Mallet's ancient mariner?

David Mallet’s The Excursion (1728) was one of those early 18th-century epic poems, enormously popular in its day, entirely unknown now. Its first half ranges around terrestrial locations; but in the second Mallet leaps into space as his ‘excursive traveller’ moves from planets to stars. The verse is mostly humdrum, although sometimes it lifts itself.
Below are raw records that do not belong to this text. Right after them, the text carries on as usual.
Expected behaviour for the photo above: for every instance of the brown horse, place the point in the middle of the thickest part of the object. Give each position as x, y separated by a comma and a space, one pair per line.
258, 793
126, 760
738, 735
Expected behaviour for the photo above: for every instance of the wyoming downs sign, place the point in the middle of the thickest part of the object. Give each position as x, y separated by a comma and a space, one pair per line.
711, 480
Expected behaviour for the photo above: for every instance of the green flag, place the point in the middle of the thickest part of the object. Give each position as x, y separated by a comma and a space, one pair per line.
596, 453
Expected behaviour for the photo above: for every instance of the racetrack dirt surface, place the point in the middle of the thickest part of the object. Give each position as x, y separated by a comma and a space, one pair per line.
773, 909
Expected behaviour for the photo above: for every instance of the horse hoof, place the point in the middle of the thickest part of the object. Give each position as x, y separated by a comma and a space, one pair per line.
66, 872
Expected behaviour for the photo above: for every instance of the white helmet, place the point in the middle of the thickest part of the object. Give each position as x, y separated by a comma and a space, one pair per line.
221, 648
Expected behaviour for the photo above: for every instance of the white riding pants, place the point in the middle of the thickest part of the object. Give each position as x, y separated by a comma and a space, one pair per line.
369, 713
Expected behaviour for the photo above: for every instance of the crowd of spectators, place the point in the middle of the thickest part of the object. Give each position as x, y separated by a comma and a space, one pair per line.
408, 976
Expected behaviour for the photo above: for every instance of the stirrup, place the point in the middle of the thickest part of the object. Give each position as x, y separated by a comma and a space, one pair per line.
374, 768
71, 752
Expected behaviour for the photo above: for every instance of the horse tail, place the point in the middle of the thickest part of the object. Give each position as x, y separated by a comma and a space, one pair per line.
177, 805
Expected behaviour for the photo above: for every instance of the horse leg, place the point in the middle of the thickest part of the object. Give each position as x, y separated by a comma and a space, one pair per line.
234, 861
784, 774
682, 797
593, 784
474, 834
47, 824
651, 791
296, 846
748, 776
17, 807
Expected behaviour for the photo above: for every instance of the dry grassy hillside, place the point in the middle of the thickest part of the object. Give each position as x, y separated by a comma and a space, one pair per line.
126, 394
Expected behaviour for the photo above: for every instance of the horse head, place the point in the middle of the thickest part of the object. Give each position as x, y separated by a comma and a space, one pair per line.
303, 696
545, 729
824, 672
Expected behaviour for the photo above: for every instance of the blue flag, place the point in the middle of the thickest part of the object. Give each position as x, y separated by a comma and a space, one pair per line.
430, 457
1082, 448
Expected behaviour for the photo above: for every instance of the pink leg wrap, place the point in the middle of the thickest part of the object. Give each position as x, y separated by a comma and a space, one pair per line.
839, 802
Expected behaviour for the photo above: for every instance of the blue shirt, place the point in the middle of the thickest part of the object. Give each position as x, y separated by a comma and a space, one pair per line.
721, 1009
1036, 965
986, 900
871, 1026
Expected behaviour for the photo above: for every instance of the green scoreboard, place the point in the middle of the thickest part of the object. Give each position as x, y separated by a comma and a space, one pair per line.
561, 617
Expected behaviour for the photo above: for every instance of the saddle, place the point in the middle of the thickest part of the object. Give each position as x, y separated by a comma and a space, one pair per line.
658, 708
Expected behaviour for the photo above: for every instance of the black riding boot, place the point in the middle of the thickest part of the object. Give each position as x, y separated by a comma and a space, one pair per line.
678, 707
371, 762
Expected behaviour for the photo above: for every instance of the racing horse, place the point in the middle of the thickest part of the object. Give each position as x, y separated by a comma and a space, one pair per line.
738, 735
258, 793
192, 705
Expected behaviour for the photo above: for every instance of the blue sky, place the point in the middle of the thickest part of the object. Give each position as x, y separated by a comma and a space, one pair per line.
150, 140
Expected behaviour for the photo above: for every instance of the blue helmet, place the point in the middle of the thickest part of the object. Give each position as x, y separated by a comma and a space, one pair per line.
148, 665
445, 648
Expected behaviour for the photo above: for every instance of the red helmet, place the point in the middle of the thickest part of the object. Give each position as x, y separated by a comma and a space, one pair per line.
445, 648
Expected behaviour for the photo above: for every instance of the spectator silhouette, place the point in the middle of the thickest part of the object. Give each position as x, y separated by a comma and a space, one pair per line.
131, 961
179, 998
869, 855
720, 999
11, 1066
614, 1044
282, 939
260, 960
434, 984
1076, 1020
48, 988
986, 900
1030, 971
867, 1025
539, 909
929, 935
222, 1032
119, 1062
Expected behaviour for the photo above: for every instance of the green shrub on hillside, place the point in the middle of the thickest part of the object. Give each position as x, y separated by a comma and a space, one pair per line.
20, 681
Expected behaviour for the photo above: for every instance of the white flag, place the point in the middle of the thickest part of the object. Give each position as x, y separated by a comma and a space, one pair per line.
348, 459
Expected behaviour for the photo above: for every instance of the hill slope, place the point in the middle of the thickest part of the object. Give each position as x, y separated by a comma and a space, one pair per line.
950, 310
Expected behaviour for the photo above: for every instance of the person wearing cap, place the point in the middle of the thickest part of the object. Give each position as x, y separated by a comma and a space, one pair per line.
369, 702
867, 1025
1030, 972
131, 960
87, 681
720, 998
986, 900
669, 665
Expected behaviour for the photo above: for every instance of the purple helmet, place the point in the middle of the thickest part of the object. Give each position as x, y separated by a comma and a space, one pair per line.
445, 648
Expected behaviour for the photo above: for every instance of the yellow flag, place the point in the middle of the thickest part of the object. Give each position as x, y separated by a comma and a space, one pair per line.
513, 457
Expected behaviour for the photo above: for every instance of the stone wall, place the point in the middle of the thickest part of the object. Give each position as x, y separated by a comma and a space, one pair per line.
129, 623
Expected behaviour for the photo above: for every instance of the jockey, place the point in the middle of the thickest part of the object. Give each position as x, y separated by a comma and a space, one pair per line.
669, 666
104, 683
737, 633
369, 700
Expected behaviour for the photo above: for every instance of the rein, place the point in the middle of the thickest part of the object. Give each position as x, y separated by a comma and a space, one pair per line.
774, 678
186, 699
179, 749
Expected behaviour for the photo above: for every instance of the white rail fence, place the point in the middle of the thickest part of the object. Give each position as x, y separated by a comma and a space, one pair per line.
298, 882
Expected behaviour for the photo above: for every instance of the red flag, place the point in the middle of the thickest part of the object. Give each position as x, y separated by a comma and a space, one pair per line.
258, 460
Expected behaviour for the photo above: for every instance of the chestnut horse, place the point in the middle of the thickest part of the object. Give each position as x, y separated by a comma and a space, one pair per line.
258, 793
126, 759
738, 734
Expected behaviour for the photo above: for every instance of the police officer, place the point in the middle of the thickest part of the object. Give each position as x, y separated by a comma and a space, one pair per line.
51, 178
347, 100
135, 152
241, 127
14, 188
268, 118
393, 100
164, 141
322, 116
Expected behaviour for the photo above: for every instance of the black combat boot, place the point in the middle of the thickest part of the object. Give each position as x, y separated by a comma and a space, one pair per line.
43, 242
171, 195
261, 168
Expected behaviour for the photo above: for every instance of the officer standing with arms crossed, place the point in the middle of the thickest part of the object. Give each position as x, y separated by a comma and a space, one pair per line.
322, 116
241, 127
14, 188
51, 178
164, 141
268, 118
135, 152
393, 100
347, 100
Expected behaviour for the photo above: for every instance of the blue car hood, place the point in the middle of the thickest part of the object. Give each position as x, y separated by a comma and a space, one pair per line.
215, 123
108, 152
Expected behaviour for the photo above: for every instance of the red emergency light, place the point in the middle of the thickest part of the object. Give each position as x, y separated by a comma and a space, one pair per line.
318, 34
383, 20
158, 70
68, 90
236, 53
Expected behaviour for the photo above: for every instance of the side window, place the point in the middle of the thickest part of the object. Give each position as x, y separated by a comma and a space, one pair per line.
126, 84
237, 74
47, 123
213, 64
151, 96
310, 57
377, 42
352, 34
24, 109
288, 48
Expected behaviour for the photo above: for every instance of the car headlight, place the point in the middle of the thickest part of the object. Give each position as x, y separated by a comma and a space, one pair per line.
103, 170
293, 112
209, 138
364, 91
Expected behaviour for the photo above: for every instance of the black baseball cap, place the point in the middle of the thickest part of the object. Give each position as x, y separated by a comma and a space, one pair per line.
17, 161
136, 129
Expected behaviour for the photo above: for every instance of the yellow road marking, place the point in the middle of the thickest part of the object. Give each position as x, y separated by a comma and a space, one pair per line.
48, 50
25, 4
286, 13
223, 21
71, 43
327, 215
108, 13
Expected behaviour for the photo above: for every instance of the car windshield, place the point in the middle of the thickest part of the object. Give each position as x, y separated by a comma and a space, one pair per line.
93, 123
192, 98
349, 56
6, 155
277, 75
And, in particular, I found myself wondering about this description of the polar ice-cap:
Now beneath the North,
Alone with Winter in his Frost-bound Realm!
Where, a white Waste of Ice, the Polar Sea
Casts cold a cheerless Light: where Hills of Snow,
Pil’d up from eldest Ages, Hill on Hill,
In blue, bleak Precipices rise to Heaven.
Yet here, even here in this unjoyous World,
Adventrous Mortals, urg’d by Thirst of Gain,
Thro’ floating Isles of Ice and fighting Storms,
Roam the wild Waves, in Search of doubtful Shores,
By West or East, a Path yet unexplor’d. [28]
Could Coleridge have read this, rather vivid polar poetry, and (consciously or subconsciously) have transferred the north to south, the blue ice to green, and given the Adventrous Mortal the identity of his Ancient Mariner? Hard to prove. Suggestive, though.